M. Ismail, Special Officer of the Society told The Hindu on Tuesday that the society was making profit for 25 years from 1980 to 2005.
The society established a reeling unit in 1997 at a cost of Rs. 2.90 lakhs behind the Bagalur Bus Stand with the financial support under Integrated Cooperative Development Programme. The entire loan amount was repaid by the society. Now the reeling unit has six employees and is being run with own funds, Mr. Ismail said.
In 2005, KVIC officials refused to certify the society as some of the members had switched to mechanised weaving. And again in December 2009 they inspected the society and units run by its members. Now the society is expecting certification from the KVIC to sell its products to KVIC units in the state.
Many members of the society complain that they have not received wages in the last six years. Mr. Ismail said that many KVIC units owe large amount to the society. Some of them were paying in instalments and the same was being distributed to the members.When the society became sick, hundreds of families depending on reeling and warping had to depend on the orders placed by private silk manufactures from Bangalore and Sharjapur in Karnataka. .

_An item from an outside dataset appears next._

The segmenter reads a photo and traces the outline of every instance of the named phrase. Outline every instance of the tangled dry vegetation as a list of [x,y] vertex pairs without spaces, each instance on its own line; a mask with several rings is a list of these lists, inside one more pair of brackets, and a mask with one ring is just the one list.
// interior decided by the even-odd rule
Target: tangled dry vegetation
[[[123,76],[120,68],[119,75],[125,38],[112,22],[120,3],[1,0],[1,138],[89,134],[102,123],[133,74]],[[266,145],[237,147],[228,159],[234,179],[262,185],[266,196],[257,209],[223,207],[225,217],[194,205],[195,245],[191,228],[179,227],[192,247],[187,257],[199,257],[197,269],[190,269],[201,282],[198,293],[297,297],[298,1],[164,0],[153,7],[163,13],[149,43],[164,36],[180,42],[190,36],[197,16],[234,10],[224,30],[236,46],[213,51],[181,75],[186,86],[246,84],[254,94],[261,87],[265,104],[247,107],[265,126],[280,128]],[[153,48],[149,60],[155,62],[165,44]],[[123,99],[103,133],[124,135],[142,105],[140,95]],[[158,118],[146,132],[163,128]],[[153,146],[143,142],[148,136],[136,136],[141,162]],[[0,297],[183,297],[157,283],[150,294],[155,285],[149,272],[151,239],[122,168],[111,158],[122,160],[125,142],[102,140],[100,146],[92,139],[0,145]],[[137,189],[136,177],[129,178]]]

A large number of women in Bagalur and its surrounding areas depend on twisting and reeling jobs for a livelihood. They get a meagre Rs. 8 an hour. Most of them work for five to six hours a day. Some of the people in the area have set up units in their houses and sourcing job work from private silk traders in Karnataka.
Hundreds of weavers who have set up power looms too are facing difficulties, as they are not getting remunerative wages. They get Rs. 350 a piece of silk sari and most of them weave three saris a week with the help of an assistant. Whereas, for weaving silk shirting material, they used to get Rs. 8 a metre. One can weave a maximum of 10 metres a day.
N. Jagadamba, working in a twisting unit for five to six hours said that she has to look after her mentally-retarded husband and an ailing father-in-law and mother-in-law.
“As many of us cannot even meet the cost of production, the only solution lies in the revival of the society,” say weavers.